# Acronym Extraction

(C) 2022-2024 by [Damir Cavar](http://damir.cavar.me/)

**Version:** 0.3, September 2024

**Download:** This and various other Jupyter notebooks are available from my [GitHub repo](https://github.com/dcavar/python-tutorial-for-ipython).

**License:** [Creative Commons Attribution-ShareAlike 4.0 International License](https://creativecommons.org/licenses/by-sa/4.0/) ([CA BY-SA 4.0](https://creativecommons.org/licenses/by-sa/4.0/))

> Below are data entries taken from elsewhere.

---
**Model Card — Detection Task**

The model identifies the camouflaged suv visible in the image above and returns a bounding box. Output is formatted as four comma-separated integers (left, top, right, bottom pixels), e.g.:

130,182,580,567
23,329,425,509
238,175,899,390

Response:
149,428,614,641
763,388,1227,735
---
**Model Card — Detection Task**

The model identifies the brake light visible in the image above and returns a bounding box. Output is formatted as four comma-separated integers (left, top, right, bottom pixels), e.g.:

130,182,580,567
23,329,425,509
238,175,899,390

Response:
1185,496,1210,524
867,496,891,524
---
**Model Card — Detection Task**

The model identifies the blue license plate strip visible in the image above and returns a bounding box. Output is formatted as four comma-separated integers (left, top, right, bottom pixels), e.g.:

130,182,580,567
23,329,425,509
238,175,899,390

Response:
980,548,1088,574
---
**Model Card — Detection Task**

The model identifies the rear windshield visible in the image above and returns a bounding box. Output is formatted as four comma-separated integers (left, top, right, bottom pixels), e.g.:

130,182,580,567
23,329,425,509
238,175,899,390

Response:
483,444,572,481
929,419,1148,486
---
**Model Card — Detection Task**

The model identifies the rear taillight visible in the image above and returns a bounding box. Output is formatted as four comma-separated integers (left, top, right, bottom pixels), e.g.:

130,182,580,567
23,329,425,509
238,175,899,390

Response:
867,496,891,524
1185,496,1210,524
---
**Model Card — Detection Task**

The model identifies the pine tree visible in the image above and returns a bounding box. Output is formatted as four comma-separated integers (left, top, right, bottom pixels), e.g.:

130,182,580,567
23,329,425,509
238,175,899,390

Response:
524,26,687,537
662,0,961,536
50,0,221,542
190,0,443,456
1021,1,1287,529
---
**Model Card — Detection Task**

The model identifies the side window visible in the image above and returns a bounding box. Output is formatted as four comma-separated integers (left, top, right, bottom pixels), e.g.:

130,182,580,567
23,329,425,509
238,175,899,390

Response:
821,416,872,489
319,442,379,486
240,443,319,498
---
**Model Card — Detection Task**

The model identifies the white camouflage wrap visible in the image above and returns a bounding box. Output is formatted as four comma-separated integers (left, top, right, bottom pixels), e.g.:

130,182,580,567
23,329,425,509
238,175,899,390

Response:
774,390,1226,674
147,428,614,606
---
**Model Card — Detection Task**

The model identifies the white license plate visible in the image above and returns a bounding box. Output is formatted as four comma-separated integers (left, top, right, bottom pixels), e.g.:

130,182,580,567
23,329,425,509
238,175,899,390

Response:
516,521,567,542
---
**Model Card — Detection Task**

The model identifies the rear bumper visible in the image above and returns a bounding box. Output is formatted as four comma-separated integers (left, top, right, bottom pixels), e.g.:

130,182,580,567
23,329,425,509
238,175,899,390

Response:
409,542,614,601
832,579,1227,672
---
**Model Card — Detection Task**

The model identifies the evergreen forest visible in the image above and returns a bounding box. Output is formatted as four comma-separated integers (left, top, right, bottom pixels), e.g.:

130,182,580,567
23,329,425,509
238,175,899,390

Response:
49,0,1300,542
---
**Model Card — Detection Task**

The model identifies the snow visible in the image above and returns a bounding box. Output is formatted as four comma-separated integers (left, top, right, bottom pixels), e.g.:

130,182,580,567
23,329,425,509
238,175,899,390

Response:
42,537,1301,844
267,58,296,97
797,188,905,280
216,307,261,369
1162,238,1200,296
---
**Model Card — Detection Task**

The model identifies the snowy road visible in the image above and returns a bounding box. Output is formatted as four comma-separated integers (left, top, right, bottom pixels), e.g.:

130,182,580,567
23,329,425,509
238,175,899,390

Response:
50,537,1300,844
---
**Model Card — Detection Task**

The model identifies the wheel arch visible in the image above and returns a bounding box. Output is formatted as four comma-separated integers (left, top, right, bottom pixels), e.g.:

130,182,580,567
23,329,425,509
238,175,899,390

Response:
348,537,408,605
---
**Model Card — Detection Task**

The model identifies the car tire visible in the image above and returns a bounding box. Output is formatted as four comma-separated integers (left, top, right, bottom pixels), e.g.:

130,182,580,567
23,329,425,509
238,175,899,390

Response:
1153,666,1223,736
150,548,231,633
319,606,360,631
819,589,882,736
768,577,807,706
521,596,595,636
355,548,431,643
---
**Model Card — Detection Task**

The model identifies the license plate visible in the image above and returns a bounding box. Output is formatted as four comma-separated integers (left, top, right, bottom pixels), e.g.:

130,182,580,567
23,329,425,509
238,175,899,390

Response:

This is an example of the use of the *[abbreviations](https://github.com/philgooch/abbreviation-extraction)* module to extract acronyms from documents.

Install the module using:

    pip install abbreviations

For the *FileChooser* widget in this Jupyter notebook you might need to install also the *[ipyfilechooser](https://github.com/crahan/ipyfilechooser)*:

    pip install ipyfilechooser

The code below assumes that the text is encoded as UTF-8. If this is not the case for you, adapt the encoding specification in the *get_abbreviation* function below or convert your text to use the UTF-8 character encoding.

In [1]:
!pip install -U abbreviations

Collecting abbreviations
  Using cached abbreviations-0.2.5-py3-none-any.whl.metadata (550 bytes)
Collecting regex (from abbreviations)
  Downloading regex-2024.9.11-cp312-cp312-win_amd64.whl.metadata (41 kB)
     ---------------------------------------- 0.0/41.5 kB ? eta -:--:--
     -------------------------------------- 41.5/41.5 kB 666.1 kB/s eta 0:00:00
Using cached abbreviations-0.2.5-py3-none-any.whl (5.7 kB)
Downloading regex-2024.9.11-cp312-cp312-win_amd64.whl (273 kB)
   ---------------------------------------- 0.0/273.5 kB ? eta -:--:--
   ---------------------------- ----------- 194.6/273.5 kB 3.9 MB/s eta 0:00:01
   ---------------------------------------- 273.5/273.5 kB 4.2 MB/s eta 0:00:00
Installing collected packages: regex, abbreviations
Successfully installed abbreviations-0.2.5 regex-2024.9.11



[notice] A new release of pip is available: 24.1.2 -> 24.2
[notice] To update, run: python.exe -m pip install --upgrade pip


In [2]:
!pip install -U ipyfilechooser

Collecting ipyfilechooser
  Using cached ipyfilechooser-0.6.0-py3-none-any.whl.metadata (6.4 kB)
Collecting ipywidgets (from ipyfilechooser)
  Downloading ipywidgets-8.1.5-py3-none-any.whl.metadata (2.3 kB)
Collecting widgetsnbextension~=4.0.12 (from ipywidgets->ipyfilechooser)
  Downloading widgetsnbextension-4.0.13-py3-none-any.whl.metadata (1.6 kB)
Collecting jupyterlab-widgets~=3.0.12 (from ipywidgets->ipyfilechooser)
  Downloading jupyterlab_widgets-3.0.13-py3-none-any.whl.metadata (4.1 kB)
Using cached ipyfilechooser-0.6.0-py3-none-any.whl (11 kB)
Downloading ipywidgets-8.1.5-py3-none-any.whl (139 kB)
   ---------------------------------------- 0.0/139.8 kB ? eta -:--:--
   ----------------------- ---------------- 81.9/139.8 kB 2.2 MB/s eta 0:00:01
   ---------------------------------------- 139.8/139.8 kB 2.1 MB/s eta 0:00:00
Downloading jupyterlab_widgets-3.0.13-py3-none-any.whl (214 kB)
   ---------------------------------------- 0.0/214.4 kB ? eta -:--:--
   -----------------


[notice] A new release of pip is available: 24.1.2 -> 24.2
[notice] To update, run: python.exe -m pip install --upgrade pip


Run the following code to activate the *FileChooser* and select a folder with the target text files in it. The target text files can be in subfolders of arbitrary depth within this folder. A good example file is ```bio_1.txt``` in the ```data``` subfolder.

In [3]:
from ipyfilechooser import FileChooser

fc = FileChooser()
display(fc)

FileChooser(path='C:\Users\damir\Dropbox\Develop\python-tutorial-notebooks\notebooks', filename='', title='', …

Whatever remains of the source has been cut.